Ritrovati e restaurati

Curated by Gian Luca Farinelli

Ever since its first instalment, Il Cinema Ritrovato has been the festival in which the principal international centres of film restoration and conservation showcase the best of their work. This year we received more interesting proposals than ever before, resulting in a programme that is more like a celebration, which takes us on a journey through the 20th century, from 1902 to 1992, in the company of some of the most significant artists of the century, from Méliès to Lynch: 73 films, 32 of which silent and 41 sound, including shorts and features. It is a festival within the festival.

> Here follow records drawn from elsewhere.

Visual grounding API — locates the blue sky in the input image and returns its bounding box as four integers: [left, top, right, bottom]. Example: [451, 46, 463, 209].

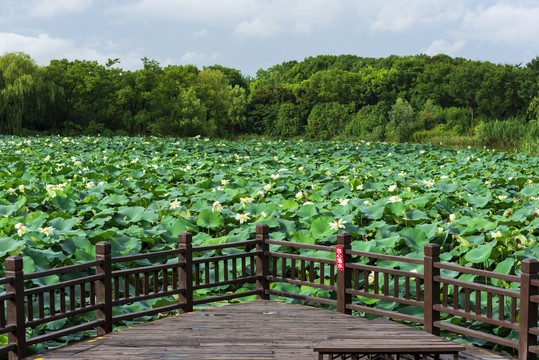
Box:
[0, 0, 539, 76]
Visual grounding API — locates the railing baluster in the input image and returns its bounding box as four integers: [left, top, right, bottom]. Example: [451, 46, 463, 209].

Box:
[464, 288, 470, 312]
[487, 292, 492, 319]
[510, 297, 517, 324]
[60, 288, 66, 314]
[79, 284, 86, 309]
[90, 281, 95, 305]
[363, 270, 370, 293]
[153, 270, 159, 294]
[37, 293, 45, 319]
[163, 269, 168, 291]
[123, 273, 130, 299]
[143, 272, 150, 298]
[195, 263, 201, 285]
[135, 271, 141, 297]
[26, 295, 34, 321]
[475, 290, 481, 315]
[49, 290, 56, 316]
[69, 285, 76, 311]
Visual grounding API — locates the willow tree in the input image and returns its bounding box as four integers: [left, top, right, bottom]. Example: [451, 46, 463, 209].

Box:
[0, 52, 55, 134]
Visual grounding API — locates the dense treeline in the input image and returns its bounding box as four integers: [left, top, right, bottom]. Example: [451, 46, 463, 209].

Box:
[0, 53, 539, 150]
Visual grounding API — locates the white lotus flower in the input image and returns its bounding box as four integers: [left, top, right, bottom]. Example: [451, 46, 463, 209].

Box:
[339, 199, 350, 206]
[169, 200, 181, 210]
[240, 196, 253, 208]
[211, 201, 223, 212]
[15, 223, 29, 236]
[39, 226, 54, 236]
[329, 219, 347, 231]
[234, 213, 250, 224]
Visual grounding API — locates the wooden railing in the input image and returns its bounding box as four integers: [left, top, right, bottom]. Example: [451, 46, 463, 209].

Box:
[0, 225, 539, 359]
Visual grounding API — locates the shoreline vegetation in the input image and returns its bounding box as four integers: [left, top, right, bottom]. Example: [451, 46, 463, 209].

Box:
[0, 53, 539, 156]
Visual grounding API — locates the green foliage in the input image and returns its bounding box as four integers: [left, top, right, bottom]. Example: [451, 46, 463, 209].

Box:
[307, 102, 354, 140]
[276, 103, 306, 139]
[476, 117, 528, 148]
[346, 102, 387, 141]
[387, 98, 421, 142]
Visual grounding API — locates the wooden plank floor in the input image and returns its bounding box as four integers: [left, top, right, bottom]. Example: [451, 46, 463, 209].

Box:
[28, 300, 516, 360]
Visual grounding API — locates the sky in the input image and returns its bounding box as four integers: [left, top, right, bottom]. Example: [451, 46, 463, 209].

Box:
[0, 0, 539, 76]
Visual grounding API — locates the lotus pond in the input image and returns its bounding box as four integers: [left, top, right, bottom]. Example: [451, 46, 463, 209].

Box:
[0, 137, 539, 273]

To exhibit this bounty, in addition to the usual venues, we have added one new screen, Cinema Europa, where Il Cinema Ritrovto was born 36 years ago and where, in the evenings, we will host the programme of Pratello Pop, a sub-section of Recovered and Restored focusing on the new pleasures of cinephila through seven anti-classical, passionate and visionary films by Cameron Menzies, Russell, Argento, Waters, Damiano, Cronenberg and Lynch.

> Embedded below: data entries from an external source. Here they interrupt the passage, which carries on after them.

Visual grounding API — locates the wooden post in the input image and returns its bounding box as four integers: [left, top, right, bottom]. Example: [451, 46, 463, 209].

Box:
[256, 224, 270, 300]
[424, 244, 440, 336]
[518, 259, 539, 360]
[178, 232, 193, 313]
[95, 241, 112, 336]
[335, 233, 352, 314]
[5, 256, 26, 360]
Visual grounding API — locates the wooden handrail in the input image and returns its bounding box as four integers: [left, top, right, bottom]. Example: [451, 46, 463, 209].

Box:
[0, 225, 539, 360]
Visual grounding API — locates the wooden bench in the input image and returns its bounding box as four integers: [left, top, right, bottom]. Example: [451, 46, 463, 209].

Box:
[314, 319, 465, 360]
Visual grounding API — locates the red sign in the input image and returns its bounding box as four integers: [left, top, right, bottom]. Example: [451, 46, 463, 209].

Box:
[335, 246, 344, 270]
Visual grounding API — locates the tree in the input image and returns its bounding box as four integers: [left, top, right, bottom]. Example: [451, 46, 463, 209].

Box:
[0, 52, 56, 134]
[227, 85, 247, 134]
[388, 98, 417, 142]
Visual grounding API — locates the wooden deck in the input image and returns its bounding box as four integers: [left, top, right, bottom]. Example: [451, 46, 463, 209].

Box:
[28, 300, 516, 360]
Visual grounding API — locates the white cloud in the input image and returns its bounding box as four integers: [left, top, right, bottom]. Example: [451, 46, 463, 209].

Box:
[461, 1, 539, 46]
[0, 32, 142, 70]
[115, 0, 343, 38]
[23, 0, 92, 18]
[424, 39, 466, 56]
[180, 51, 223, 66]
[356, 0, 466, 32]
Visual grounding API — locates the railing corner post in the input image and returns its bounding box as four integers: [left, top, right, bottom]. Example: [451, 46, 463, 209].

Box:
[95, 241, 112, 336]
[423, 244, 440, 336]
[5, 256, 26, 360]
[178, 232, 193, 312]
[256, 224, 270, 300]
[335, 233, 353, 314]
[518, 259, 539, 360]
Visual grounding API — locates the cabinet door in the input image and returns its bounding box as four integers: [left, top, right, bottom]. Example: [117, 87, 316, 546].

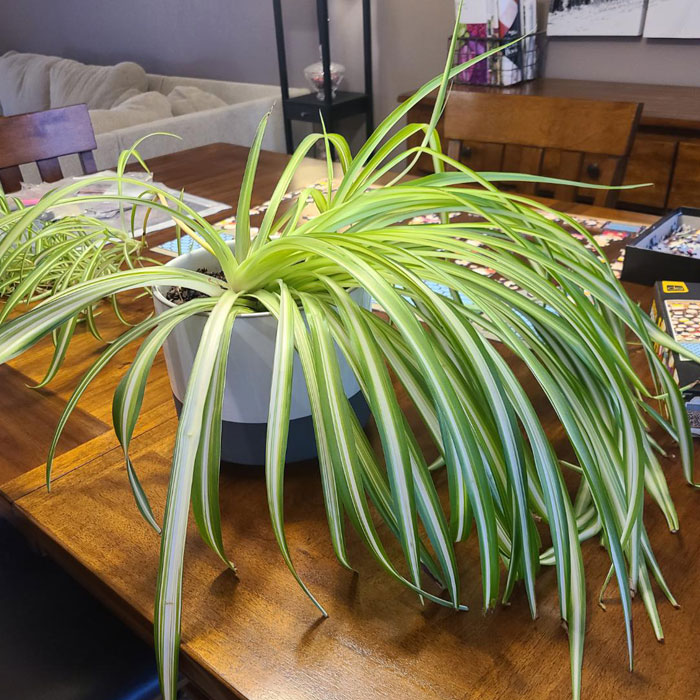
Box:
[618, 132, 677, 209]
[668, 141, 700, 209]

For those who love the classics, the menu is just as succulent, with essential works and restorations by Renoir, Buñuel, De Sica, Ophuls, Sirk, Stevens, Visconti, Melville, Rosi, Tarkovsky, Eustache, Bertolucci, Carax and Bogdanovich. If we venture forth from the territories of sound cinema into the silent era, where it all begun, we will find Murnau, two works by the most censored filmmaker in Hollywood, Eric von Stroheim, and one of the first film series, Les Misérables, a four-episode adaptation of Victor Hugo’s tale in which Capellani opts for realism, using the actual cobbled streets and real suburbs of Paris. Meanwhile, the restoration of La Terre by André Antoine takes us back to the origins of auteur cinema and a deliberate use of location shooting.
From the very earliest days, the backbone of film production was comedy, and so our recent restorations could not fail to include comedies by Kri Kri, Cunégonde, Buster Keaton and a delightful comedy based on a big Broadway hit, starring the unique duo of Eddie Cantor and Clara Bow. A real cinematic rediscovery is the comedy Crazy to Marry, ‘Fatty’ Arbuckle’s final film, which was never released because it was blocked after the scandal that befell him – an accusation of rape and murder from which he was completely exonerated without, however, ever being able to return to the screen.

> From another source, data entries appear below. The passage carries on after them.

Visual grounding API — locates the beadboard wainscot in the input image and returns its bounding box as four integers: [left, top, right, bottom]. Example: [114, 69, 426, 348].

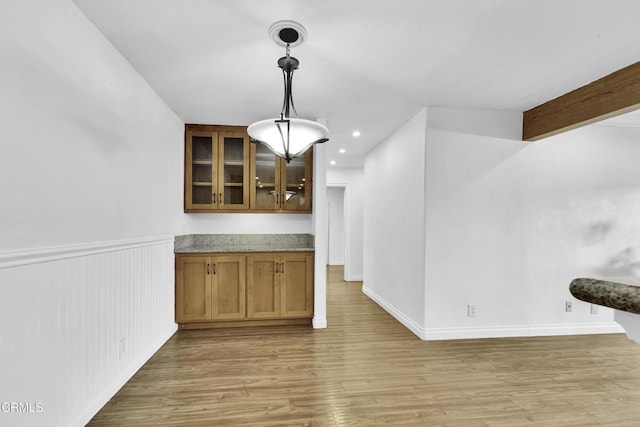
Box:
[0, 236, 177, 426]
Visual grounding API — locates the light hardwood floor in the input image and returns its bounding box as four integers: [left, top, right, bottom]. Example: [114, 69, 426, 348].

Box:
[90, 268, 640, 426]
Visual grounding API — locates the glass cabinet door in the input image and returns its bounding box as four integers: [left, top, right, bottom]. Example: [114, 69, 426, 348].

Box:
[280, 149, 313, 211]
[251, 142, 280, 210]
[218, 132, 249, 209]
[185, 131, 217, 209]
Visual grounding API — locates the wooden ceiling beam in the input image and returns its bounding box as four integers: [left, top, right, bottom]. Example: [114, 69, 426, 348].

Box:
[522, 62, 640, 141]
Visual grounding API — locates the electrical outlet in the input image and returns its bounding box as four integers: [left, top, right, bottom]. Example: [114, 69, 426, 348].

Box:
[467, 304, 476, 317]
[118, 338, 127, 359]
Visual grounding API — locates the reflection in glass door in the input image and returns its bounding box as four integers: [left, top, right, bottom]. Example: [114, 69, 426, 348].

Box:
[282, 150, 311, 210]
[252, 143, 280, 209]
[190, 132, 217, 205]
[218, 132, 249, 209]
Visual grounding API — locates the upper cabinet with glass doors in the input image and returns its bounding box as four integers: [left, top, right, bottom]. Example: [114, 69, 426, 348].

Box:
[184, 125, 250, 212]
[250, 142, 313, 212]
[184, 124, 313, 213]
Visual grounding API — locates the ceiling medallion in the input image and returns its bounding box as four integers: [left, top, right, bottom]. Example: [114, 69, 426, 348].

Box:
[247, 21, 329, 162]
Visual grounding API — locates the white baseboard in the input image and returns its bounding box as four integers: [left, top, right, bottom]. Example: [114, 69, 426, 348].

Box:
[423, 322, 624, 341]
[362, 285, 426, 340]
[72, 324, 178, 427]
[613, 310, 640, 345]
[362, 286, 624, 341]
[311, 317, 327, 329]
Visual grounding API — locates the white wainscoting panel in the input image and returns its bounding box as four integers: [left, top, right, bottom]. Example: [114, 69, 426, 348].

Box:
[0, 236, 176, 426]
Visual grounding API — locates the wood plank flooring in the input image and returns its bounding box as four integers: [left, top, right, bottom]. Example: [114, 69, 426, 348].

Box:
[89, 267, 640, 427]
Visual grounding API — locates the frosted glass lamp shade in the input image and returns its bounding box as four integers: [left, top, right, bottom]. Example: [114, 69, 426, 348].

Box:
[247, 118, 329, 160]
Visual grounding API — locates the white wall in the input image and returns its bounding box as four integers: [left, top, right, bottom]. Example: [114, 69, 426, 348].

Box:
[363, 109, 427, 333]
[0, 0, 183, 250]
[327, 187, 344, 265]
[181, 213, 316, 234]
[327, 168, 364, 281]
[424, 108, 628, 339]
[0, 0, 183, 426]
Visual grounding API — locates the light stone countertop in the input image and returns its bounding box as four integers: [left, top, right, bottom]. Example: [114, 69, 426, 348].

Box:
[174, 234, 314, 254]
[569, 277, 640, 314]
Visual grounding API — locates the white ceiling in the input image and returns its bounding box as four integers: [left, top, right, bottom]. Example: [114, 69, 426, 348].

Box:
[75, 0, 640, 167]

It is impossible to talk about all the films on offer and so I will only mention three non-digital screenings – two vintage 35mm prints and one well-deserved film restoration. Smog, 1962, by Franco Rossi is the first Italian film shot in Los Angeles, and it summarises the view that Italy had of America, an incomprehensible land, and which today constitutes an exceptional document on LA of the period. Arby Ovanessian’s Arby Ovanessian’s Cheshmeh is a previously invisible work of Iranian nouvelle vague of the 60s and 70s. We end with Topkapi, a film that left an indelible mark on my childhood thanks to its creativity and lightness of touch, brought to us in 35mm by the Film Foundation in a splendid new restoration curated by Christopher Nolan.

Gian Luca Farinelli

PRATELLO POP
To show the full beauty of this edition’s restorations, we have added one new screen to our usual venues: Cinema Europa, where Il Cinema Ritrovato was born 36 years ago and where, in the evenings, we will host the programme of Pratello Pop, a sub-section of Recovered and Restored focusing on the new pleasures of cinephila through seven eccentric, passionate and visionary films by William Cameron Menzies (Invaders from Mars), Ken Russell (Tommy), Dario Argento (Tenebre), John Waters (Pink Flamingos), Gerard Damiano (Deep Throat), David Cronenberg (Videodrome) and David Lynch (Twin Peaks: Fire Walk With Me).